If you rent out the house within the 2 year period, then you lose the FTB benefits and have to pay 100% of the stamp duty that you would have paid had you not been an FTB. The amount of rent you receive is irrelevant. The only exception is the "rent a room" scheme. I don't understand your question about the clawback "ceasing" after 2 years - it's not an ongoing payment, it's a one-off. If you rent the house out after 2 years, then there is no stamp duty clawback.
Sprite
The house was purchased for 375K.
So we would essentially pay the stamp duty we didnt pay initially and also lose our mortgage interest relief?
It basically means that if you live in the property for one year and then rent for a year your would pay half the stamp duty as you only pay on the time up to two years that the property was rented.
Property value €375,000 at current rate would be €17,500 stamp duty for an investor. If you lived there for the first 6 months and then rented there would be a clawback and you would pay €13,125 stamp duty for the time the house was rented. Revenue recognises that when you lived in the property you don't have to pay stamp duty for that period of time.
Yeah, had a look at the website and it seems to have changed with the two year system. The old five year system was proportinate as I spoke to the revenue abbout it
Basically dont rent it within two years of sale if I dont want a bill from the tax man?

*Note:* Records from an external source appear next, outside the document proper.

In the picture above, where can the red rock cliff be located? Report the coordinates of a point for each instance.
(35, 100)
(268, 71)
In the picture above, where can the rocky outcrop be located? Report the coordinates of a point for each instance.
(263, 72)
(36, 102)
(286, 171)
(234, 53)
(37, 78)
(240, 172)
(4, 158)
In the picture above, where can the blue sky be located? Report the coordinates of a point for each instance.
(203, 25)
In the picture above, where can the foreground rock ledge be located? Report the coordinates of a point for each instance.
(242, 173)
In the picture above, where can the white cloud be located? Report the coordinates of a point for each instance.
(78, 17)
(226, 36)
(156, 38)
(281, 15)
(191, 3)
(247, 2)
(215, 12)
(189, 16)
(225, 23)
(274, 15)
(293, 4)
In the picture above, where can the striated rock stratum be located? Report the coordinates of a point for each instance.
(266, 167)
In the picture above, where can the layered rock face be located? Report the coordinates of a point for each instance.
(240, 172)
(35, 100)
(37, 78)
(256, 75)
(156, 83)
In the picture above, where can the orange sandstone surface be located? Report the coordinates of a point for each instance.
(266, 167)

The revenue actually told me it was proportionate on the phone a few years ago which just goes to show you if you get the wrong person in there.

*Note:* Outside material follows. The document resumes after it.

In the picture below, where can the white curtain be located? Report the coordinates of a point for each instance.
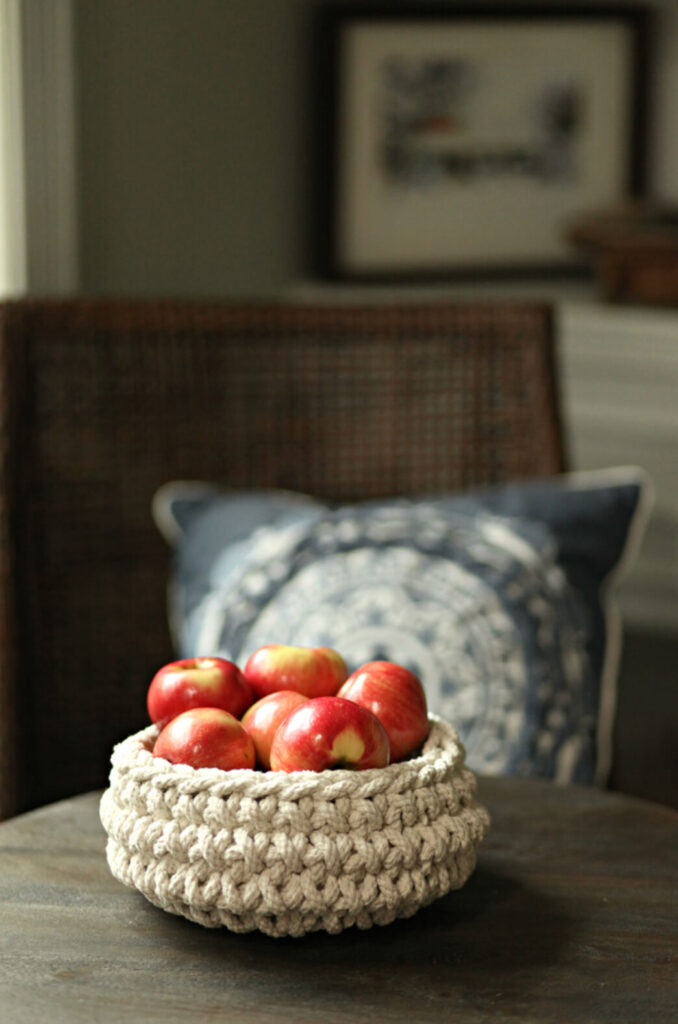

I have a very similar but slightly different query. We bought our apartment in April 07 for 300,000. Only one of us was a first time buyer but we paid no stamp duty as it was a brand new property.
If we rent it out now are we liable for stamp duty even though we weren't liable for it in the first place?
Also do we need to pay any sort of tax on the rent even though the rental income will not cover the full monthly mortgage?